The proof for Cramer's rule usually begins with writing down
the cofactor expansion of $\det\Abf$. This note explains two
alternative and simple approaches.
As explained in the page 476 of Meyer's textbook\footnote{
Carl D. Meyer, \emph{Matrix Analysis and Applied Linear Algebra},
SIAM, 2001.
},
one can exploit the rank-one update form in \eqref{eq:rank-one}.
The \emph{Matrix Determinant Lemma} states that
\begin{equation*}
\det(\Abf + \xbf\trans{\ybf})
=
(1 + \trans{\ybf}\inv{\Abf}\xbf) \det\Abf
\end{equation*}
where $\Abf$ is an $n\times n$ non-singular matrix and
two vectors $\xbf,\ybf$ are $n\times 1$ column vectors.
Then
\begin{alignat*}{2}
\det\Abf_k
&=
\det\big(\Abf + (\bbf - \Abf_{\ast k})\trans{\ebf}_k\big)
&
\quad\text{by definition of $\Abf_k$}
\\
&=
\big\{
1 + \trans{\ebf}_k\inv{\Abf}(\bbf-\Abf_{\ast k})
\big\}
\det\Abf
&
\quad\quad\text{by Matrix Determinant Lemma}
\\
&=
\big\{
1 + \trans{\ebf}_k(\xbf - \ebf_k)
\big\}
\det\Abf
&
\text{$\Abf\xbf = \bbf$ and $\Abf\ebf_k = \Abf_{\ast k}$}
\\
&=
\big\{
1 + (x_k - 1)
\big\}
\det\Abf
&
\text{$\trans{\ebf}_k\xbf = x_k$ and $\trans{\ebf}_k\ebf_k=1$}
\\
&=
x_k\det\Abf
&
\text{by canceling out}
\end{alignat*}
which completes the proof.
Another simple proof due to Stephen M. Robinson\footnote{
Stephen M. Robinson,
``A Short Proof of Cramer's Rule'',
\emph{Mathematics Magazine}, 43(2), 94--95, 1970.
} begins by viewing
$x_k$ as a determinant
\begin{equation*}
x_k = \det\Ibf_k =
\det
\begin{bmatrix}
\ebf_1 \cdots ,\ebf_{k-1},
\xbf, \ebf_{k+1}, \cdots, \ebf_{n}
\end{bmatrix}
\end{equation*}
where $\Ibf_k$ is obtained from the identity matrix $\Ibf$ by
replacing the $\order{k}$ column by $\xbf$.

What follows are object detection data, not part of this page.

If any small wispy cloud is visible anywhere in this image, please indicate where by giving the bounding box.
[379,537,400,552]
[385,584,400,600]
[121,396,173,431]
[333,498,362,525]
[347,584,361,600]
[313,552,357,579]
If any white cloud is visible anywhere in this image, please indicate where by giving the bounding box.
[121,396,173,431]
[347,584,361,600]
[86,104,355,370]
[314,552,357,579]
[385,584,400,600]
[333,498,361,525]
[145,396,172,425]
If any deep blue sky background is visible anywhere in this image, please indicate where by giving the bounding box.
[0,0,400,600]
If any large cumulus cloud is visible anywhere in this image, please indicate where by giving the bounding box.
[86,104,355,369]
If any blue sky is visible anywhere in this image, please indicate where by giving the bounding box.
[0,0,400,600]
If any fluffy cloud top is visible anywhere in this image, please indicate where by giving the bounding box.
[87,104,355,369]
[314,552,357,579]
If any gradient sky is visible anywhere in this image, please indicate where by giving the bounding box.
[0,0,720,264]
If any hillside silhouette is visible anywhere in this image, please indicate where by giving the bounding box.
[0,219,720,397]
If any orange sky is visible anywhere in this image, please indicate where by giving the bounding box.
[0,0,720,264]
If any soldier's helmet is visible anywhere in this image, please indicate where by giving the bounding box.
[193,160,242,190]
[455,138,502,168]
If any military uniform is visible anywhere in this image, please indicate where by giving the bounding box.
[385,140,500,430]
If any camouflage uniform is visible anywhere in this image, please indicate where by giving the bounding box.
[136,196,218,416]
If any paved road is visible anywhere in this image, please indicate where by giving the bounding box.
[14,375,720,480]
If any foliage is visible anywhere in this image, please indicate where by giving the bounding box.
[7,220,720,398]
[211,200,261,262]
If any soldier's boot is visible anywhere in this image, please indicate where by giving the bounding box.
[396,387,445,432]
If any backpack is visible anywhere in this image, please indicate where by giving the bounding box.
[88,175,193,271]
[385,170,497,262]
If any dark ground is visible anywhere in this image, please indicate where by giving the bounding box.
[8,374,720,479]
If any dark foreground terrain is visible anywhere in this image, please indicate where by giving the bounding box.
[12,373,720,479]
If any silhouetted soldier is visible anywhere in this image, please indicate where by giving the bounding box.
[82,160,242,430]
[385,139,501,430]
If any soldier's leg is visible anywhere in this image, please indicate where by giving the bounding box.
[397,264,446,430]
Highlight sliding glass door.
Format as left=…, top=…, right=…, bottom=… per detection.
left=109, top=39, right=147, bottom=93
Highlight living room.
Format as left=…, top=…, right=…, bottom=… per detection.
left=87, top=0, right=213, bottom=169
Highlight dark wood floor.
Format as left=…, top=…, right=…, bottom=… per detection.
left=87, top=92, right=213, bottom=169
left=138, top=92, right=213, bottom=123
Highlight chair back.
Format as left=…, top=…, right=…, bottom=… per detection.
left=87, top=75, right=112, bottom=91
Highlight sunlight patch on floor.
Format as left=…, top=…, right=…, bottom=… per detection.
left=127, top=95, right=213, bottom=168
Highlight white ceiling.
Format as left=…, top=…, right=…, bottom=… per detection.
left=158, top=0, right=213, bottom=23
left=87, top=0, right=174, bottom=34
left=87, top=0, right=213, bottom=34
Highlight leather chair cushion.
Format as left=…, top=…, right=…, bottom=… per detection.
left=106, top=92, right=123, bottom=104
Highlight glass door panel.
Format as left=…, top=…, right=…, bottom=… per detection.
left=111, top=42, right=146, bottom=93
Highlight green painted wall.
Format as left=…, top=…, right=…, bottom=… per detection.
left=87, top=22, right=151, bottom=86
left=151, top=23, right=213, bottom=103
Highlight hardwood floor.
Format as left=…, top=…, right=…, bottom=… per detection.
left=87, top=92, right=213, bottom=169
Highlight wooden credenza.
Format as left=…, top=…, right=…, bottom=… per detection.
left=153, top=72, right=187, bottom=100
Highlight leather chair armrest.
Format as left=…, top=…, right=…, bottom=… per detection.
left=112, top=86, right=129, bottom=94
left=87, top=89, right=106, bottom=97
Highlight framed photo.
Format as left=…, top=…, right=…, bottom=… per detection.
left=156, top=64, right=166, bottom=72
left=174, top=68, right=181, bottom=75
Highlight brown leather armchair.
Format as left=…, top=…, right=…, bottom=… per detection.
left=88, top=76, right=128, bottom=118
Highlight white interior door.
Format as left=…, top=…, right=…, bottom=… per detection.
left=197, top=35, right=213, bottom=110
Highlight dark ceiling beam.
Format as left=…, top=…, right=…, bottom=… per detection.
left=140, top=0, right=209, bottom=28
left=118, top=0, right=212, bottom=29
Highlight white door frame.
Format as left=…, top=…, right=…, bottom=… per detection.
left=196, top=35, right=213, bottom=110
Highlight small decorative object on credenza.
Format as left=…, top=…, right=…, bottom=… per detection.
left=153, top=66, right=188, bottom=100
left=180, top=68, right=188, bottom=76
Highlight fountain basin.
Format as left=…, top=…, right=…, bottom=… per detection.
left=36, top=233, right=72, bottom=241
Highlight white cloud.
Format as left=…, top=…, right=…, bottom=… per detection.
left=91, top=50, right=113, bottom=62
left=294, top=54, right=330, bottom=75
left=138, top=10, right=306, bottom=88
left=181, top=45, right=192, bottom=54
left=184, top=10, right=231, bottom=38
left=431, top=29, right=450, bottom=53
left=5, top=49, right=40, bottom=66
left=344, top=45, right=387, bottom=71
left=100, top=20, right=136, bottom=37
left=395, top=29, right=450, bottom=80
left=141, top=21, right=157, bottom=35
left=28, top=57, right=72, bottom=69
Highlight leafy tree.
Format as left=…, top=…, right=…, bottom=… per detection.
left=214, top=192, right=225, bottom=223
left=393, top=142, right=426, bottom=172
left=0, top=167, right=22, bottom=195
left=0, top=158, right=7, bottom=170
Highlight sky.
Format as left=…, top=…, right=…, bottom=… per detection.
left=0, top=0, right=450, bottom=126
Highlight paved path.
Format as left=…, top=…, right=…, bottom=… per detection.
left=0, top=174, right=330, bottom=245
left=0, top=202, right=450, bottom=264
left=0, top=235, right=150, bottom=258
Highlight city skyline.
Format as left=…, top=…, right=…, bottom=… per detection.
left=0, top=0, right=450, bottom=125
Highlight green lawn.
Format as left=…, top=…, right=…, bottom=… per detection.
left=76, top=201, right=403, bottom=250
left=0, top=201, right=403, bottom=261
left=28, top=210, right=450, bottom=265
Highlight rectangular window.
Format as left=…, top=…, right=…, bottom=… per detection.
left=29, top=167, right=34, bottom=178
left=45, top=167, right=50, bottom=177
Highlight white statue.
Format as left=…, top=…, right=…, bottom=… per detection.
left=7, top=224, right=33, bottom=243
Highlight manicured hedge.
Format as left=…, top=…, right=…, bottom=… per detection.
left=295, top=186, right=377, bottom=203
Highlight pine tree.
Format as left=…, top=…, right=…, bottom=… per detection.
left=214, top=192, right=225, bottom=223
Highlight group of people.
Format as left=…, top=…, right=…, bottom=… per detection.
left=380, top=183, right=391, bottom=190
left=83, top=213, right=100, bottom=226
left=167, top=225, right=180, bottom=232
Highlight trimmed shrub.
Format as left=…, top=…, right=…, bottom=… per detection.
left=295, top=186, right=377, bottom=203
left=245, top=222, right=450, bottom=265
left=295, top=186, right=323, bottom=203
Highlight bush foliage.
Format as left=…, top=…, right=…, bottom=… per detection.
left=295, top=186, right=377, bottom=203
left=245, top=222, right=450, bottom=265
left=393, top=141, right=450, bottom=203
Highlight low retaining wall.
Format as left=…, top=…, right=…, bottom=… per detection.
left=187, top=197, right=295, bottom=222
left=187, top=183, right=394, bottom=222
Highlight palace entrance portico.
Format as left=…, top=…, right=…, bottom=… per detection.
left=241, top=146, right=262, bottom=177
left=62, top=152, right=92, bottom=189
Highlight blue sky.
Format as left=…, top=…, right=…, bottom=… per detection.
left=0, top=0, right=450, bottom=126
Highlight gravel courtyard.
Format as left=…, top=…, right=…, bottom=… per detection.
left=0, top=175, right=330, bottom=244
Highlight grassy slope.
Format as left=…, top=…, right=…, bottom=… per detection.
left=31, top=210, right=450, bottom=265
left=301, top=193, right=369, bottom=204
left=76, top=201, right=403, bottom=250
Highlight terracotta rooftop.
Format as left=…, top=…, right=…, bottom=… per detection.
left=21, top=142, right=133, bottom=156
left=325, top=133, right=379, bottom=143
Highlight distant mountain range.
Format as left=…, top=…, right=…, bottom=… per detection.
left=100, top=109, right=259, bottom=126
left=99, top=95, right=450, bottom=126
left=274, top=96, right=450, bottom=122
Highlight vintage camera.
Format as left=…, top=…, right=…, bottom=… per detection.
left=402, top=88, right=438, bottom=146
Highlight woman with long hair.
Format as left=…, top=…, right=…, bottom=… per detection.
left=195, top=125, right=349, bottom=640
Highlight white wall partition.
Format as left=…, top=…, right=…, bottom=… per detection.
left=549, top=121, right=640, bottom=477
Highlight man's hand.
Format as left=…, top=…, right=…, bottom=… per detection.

Then $\Abf\Ibf_k$ directly yields the matrix $\Abf_k$ in
\eqref{eq:rank-one} without resort to rank-one update.
\begin{align*}
\Abf\Ibf_k
&=
\Abf
\begin{bmatrix}
\ebf_1 \cdots ,\ebf_{k-1},
\xbf, \ebf_{k+1}, \cdots, \ebf_{n}
\end{bmatrix}
\\
&=
\begin{bmatrix}
\Abf\ebf_1 \cdots ,\Abf\ebf_{k-1},
\Abf\xbf, \Abf\ebf_{k+1}, \cdots, \Abf\ebf_{n}
\end{bmatrix}
\\
&=
\begin{bmatrix}
\Abf_{\ast 1}, \cdots ,\Abf_{\ast k-1},
\bbf, \Abf_{\ast k+1}, \cdots, \Abf_{\ast n}
\end{bmatrix}
\\
&=
\Abf_k
\end{align*}
Then,
\begin{equation*}
x_k
= \det\Ibf_k
= \det\inv{\Abf}\Abf\Ibf_k
= \det\inv{\Abf}\Abf_k
= \det\inv{\Abf}\det\Abf_k
= \frac{\det\Abf_k}{\det\Abf}
\end{equation*}
which exploits the fact that $\det\inv{\Mbf} = 1/\det\Mbf$
and $\det\Mbf\Nbf = \det\Mbf\det\Nbf$ for two square matrices
$\Mbf$ and $\Nbf$ of the same size.
\end{document}